Several years ago, an archaeologist from Holland studying sacred (ley) lines, discovered that Svarga Loka is at the centre of a ley line connecting the Balinese temples of Uluwatu, Tanah Lot and Besakih. When extended, this line stretches out to the pyramids of Giza in Egypt and Stonehenge in the United Kingdom. Ley lines are natural lines that function as an energy communication system of the Earth. The system transmits and connects energy, vibration and frequency. Such lines are like arteries of the human body; they connect and link humans to animals, plants, mountains, lakes and every aspect of the physical world. Lay lines also provide connection to the non-physical world, therefore playing a vital role in the spiritual evolution of humankind.
The Balinese believe that the energy of Svarga Loka, although powerful, according to the Balinese, is loving and peaceful. The energy embraces us when we surrender to its quietness and silence. Some say that Svarga Loka is like the womb of Mother Earth. It has the energy of a womb – warm, enveloping and full of healing.
Authenticity & Experience
As explained above, the sacredness of Svarga Loka has its roots in Hindu traditions and culture. The guardian of the land, a spirit which communicates messages through a medium, advises treating Svarga Loka like a temple, with traditions and rituals associated with temple activities. For example, splashing holy water taken from Campuhan Temple to welcome guests is one such ritual, which honours the guests by purifying them before entering this sacred land.
Another is the wearing of sarongs and the giving of gifts to remind the guests of the experience in the land of transformation. These traditions and rituals differentiate Svarga Loka from other wellness resorts in Ubud. The Guardian of the land isn’t something to fear; it is full of gentle energy, love and compassion. It says softly to anyone who comes here with a purpose: 'Come, see, enjoy and bring'.

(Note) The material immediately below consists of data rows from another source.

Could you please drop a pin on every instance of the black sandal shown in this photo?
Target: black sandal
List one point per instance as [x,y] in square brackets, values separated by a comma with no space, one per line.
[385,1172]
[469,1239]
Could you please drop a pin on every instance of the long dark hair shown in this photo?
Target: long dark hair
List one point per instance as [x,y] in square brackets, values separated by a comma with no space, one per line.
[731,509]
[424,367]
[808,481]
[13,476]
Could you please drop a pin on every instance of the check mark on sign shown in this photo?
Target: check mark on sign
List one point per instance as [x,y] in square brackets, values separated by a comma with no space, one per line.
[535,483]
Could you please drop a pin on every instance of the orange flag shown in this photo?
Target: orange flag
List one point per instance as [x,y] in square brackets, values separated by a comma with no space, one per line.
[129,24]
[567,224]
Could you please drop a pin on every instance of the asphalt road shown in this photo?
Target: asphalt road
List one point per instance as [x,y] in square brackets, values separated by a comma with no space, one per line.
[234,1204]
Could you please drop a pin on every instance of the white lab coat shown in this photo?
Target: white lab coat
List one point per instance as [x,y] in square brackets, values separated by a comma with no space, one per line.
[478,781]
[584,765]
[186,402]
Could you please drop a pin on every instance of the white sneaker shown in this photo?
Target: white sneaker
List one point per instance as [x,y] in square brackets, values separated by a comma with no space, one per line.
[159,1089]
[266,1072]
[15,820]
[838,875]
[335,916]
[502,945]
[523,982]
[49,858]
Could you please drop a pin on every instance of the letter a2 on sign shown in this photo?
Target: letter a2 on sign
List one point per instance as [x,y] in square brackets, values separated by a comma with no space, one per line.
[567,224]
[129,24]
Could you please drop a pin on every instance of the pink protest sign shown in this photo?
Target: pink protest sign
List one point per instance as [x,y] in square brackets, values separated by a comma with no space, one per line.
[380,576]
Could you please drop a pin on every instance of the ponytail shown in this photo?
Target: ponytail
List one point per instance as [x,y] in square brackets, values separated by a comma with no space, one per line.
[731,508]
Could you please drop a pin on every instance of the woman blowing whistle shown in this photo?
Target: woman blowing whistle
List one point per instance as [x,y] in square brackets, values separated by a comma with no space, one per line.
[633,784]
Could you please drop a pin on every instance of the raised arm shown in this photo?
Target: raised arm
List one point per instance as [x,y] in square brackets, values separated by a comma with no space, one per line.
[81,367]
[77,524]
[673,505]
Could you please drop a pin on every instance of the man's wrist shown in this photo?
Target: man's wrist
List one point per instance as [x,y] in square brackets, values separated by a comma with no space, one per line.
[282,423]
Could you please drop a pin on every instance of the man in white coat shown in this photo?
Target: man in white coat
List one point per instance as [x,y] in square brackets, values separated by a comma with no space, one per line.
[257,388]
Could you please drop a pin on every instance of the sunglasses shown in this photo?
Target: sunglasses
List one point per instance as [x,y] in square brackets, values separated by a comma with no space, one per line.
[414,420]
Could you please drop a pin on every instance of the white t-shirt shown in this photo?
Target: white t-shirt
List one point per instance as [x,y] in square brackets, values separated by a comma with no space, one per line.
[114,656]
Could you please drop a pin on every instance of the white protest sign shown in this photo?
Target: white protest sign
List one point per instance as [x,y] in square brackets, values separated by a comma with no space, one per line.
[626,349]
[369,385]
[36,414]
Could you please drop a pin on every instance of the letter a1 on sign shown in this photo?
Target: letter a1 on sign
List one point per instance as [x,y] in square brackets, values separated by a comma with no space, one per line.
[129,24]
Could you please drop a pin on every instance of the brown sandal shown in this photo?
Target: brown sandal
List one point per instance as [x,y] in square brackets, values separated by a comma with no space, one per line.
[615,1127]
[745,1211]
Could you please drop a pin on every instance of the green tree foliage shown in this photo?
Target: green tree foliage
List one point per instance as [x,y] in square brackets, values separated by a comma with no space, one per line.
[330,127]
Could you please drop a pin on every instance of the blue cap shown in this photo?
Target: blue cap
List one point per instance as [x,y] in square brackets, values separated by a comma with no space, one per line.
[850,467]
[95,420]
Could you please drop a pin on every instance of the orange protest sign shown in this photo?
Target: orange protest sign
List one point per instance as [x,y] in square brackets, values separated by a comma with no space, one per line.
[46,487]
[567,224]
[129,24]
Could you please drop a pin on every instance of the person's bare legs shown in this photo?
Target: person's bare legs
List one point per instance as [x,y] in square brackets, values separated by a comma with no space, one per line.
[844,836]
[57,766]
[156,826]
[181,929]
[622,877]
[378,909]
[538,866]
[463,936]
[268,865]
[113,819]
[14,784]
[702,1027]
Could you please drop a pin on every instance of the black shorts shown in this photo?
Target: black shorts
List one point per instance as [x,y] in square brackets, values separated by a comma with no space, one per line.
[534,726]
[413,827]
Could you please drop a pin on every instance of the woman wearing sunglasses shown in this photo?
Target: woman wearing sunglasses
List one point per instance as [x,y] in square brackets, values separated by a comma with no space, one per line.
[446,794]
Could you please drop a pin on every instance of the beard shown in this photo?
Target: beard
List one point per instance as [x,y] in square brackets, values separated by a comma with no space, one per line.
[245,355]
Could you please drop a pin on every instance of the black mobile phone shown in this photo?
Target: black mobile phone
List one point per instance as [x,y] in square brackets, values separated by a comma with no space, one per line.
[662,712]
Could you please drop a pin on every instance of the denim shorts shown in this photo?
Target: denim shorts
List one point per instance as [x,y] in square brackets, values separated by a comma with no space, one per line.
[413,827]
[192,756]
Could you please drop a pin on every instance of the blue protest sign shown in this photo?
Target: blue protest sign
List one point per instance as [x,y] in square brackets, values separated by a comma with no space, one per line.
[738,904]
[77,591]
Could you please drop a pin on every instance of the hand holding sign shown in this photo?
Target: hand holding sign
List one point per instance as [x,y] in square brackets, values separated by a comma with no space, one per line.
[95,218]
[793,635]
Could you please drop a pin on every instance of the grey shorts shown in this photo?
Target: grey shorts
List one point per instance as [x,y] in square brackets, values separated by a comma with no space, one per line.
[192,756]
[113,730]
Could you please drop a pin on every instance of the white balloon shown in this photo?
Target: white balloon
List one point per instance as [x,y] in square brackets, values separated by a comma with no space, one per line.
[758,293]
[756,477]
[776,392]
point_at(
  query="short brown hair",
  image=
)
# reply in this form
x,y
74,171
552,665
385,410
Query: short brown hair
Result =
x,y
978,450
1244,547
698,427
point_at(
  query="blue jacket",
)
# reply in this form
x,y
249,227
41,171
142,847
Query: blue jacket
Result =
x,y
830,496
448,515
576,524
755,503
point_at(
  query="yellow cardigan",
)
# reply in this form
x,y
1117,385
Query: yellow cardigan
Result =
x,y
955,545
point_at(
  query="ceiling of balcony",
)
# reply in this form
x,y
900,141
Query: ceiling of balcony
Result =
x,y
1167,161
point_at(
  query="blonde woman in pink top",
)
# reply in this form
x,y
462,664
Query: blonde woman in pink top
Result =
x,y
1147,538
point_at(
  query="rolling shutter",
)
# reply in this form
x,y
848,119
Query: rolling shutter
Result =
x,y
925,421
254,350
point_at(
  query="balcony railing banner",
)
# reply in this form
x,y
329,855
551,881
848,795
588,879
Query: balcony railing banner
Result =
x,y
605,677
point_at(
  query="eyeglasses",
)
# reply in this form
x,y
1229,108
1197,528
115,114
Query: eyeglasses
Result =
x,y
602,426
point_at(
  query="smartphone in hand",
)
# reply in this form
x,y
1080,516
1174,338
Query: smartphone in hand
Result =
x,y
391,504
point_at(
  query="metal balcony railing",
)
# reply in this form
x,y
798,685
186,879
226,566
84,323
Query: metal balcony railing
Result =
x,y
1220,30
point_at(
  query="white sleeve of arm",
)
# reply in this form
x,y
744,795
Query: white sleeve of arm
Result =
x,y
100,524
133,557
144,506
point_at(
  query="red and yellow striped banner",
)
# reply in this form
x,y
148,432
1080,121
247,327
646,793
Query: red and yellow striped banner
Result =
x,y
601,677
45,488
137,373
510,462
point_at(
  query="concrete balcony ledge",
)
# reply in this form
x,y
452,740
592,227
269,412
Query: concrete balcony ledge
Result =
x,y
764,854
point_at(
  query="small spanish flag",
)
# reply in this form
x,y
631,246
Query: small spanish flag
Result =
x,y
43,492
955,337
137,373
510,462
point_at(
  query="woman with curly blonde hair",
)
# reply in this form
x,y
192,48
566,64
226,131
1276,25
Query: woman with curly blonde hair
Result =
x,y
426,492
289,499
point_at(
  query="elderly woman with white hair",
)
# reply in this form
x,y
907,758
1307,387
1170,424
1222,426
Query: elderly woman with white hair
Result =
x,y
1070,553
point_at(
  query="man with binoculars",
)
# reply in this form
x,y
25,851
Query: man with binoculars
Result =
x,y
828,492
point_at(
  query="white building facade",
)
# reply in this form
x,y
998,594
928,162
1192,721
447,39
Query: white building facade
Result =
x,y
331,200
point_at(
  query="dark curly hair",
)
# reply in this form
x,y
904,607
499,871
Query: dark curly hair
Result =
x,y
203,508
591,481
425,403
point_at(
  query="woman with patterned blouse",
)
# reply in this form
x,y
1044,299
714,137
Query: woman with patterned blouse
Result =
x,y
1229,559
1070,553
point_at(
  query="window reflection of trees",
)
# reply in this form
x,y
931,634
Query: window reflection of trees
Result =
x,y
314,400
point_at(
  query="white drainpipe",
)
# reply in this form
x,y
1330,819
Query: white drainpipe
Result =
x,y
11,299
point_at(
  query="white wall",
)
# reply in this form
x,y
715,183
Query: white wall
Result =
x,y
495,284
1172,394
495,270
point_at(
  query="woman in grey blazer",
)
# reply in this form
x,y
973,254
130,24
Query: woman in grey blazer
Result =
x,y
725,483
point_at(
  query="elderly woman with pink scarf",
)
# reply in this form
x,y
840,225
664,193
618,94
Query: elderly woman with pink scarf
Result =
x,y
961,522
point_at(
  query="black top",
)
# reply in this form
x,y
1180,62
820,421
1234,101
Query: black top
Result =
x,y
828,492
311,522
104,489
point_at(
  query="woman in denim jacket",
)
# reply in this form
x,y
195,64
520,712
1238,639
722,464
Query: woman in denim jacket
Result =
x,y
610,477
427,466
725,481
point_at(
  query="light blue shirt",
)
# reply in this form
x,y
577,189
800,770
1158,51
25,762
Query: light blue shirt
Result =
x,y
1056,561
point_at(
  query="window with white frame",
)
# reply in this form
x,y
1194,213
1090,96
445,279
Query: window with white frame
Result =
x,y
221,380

With a wide open heart, everyone will benefit from their stay in Svarga Loka. Guests come of their free will. The Balinese believe that from this action they will sense the Creator’s 'will'. Everyone will come to know what this will is long after their journey. The land is aware of what is needed by each person. Connecting with the vibration of the land, he or she will benefit from the energy of the land. Svarga Loka offers many levels of consciousness and awareness. It is up to the person whether they want to connect or not. Svarga Loka is a transitional realm, not an end point. To be able to feel and experience the gifts from the land, he or she has to surrender, open their heart and be receptive.